Now for replacement, that's the same, perl -pi can take more than one argument:

 find . -name '*.txt' -type f -exec perl -pi -e s/foo/bar/g {} +

Now that would rewrite the files regardless of whether they contain foo or not. Instead, you may want (assuming GNU grep and xargs or compatible):

 find . -name '*.txt' -type f -exec grep -l --null foo {} + |
   xargs -r0 perl -pi -e s/foo/bar/g

Or:

 grep -lr --null --include='*.txt' foo . |
   xargs -r0 perl -pi -e s/foo/bar/g

So only the files that contain foo be rewritten.

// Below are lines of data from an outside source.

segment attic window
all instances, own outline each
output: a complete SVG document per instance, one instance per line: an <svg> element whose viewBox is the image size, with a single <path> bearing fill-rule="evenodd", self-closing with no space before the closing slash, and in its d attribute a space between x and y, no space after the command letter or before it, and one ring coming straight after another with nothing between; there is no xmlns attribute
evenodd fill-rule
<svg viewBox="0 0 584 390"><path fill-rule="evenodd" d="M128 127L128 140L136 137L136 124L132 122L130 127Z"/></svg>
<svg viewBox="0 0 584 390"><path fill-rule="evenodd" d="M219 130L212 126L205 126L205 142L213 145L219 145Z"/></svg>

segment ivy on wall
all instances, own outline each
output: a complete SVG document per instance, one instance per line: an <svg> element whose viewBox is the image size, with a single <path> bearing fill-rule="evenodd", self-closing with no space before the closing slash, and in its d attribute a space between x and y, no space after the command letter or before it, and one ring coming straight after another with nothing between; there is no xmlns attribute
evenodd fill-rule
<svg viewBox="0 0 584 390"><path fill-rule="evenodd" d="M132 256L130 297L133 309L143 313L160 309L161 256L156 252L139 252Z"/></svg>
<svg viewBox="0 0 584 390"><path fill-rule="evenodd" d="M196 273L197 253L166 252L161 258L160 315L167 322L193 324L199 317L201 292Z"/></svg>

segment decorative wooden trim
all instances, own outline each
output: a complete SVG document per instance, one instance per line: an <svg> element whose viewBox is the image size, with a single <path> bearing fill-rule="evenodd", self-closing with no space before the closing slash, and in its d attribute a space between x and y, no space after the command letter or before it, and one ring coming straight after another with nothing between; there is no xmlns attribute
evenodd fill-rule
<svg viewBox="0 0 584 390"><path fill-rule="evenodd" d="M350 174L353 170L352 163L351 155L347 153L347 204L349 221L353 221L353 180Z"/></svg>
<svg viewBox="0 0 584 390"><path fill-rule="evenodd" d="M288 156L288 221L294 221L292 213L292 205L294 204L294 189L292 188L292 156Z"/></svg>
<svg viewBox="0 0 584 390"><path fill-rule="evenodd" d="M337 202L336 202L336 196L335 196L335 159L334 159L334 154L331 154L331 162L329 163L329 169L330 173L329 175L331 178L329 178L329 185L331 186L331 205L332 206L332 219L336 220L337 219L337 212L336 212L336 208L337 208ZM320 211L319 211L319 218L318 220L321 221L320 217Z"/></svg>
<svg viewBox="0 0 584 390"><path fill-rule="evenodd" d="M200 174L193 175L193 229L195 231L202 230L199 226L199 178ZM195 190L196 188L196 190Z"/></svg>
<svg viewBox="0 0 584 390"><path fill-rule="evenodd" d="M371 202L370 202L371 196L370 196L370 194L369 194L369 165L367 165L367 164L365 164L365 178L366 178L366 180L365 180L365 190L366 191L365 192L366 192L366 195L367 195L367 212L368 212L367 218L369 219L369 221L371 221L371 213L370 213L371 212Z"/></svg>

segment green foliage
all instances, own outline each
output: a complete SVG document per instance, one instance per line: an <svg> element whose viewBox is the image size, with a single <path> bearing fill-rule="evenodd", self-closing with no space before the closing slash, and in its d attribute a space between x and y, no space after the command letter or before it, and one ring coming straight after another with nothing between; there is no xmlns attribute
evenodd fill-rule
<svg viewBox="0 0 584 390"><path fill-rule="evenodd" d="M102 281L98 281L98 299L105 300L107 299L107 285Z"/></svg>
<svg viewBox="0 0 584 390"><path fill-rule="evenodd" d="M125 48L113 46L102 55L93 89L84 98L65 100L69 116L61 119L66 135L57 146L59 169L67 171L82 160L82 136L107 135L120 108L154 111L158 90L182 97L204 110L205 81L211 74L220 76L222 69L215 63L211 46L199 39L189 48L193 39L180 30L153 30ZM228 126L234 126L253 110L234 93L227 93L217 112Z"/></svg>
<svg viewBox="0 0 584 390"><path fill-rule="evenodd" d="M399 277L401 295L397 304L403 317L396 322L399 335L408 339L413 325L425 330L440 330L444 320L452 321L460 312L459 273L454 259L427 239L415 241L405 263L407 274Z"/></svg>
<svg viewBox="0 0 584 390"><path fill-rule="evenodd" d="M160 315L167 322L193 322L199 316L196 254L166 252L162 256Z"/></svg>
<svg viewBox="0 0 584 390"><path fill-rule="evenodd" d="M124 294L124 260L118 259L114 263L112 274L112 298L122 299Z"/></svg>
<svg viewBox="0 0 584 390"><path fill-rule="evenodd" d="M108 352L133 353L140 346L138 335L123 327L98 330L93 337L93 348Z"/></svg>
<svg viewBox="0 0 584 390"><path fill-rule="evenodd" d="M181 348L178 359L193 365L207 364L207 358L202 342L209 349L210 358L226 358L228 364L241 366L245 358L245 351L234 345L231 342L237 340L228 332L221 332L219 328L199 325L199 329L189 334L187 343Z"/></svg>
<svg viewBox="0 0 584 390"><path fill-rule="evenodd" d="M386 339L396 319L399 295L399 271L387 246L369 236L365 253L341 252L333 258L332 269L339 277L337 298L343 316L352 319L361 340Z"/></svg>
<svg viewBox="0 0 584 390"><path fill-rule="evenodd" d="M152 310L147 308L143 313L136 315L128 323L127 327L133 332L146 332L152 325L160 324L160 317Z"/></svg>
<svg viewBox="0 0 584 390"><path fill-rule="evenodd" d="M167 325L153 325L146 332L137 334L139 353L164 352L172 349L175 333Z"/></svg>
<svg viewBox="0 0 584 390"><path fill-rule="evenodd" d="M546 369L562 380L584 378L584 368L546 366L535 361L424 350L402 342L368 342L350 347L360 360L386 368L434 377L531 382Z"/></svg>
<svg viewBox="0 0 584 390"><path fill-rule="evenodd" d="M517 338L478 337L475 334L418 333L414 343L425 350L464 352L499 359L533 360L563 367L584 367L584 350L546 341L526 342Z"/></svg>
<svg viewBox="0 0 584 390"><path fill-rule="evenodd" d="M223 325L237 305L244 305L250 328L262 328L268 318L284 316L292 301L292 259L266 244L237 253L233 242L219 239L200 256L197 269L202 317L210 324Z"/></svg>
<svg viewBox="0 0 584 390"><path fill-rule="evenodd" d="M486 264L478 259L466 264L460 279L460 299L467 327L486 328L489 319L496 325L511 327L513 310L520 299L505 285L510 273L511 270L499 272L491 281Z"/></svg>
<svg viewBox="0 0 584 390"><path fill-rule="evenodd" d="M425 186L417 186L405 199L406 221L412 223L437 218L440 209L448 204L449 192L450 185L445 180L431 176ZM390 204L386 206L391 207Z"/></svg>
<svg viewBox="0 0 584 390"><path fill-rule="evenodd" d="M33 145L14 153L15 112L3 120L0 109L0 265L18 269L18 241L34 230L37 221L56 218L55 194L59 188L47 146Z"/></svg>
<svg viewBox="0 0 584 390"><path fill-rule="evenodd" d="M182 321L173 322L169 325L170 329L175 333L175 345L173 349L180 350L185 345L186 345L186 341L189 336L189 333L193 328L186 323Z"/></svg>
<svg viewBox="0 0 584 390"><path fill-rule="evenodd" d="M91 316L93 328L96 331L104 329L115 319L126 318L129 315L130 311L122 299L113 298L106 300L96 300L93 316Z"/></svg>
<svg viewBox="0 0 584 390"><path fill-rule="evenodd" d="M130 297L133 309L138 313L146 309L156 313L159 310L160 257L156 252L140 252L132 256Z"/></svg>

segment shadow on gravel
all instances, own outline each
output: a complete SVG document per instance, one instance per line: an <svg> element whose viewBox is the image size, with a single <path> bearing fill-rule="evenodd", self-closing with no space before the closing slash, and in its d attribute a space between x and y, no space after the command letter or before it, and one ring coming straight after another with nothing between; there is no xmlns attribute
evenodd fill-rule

BTW, --include=*.txt (--include being another GNU extension) is a shell glob, so should be quoted. For instance, if there was a file called --include=foo.txt in the current directory, the shell would expand --include=*.txt to that before calling grep. And if not, with many shells, you'd get an error about the glob failing to match any file.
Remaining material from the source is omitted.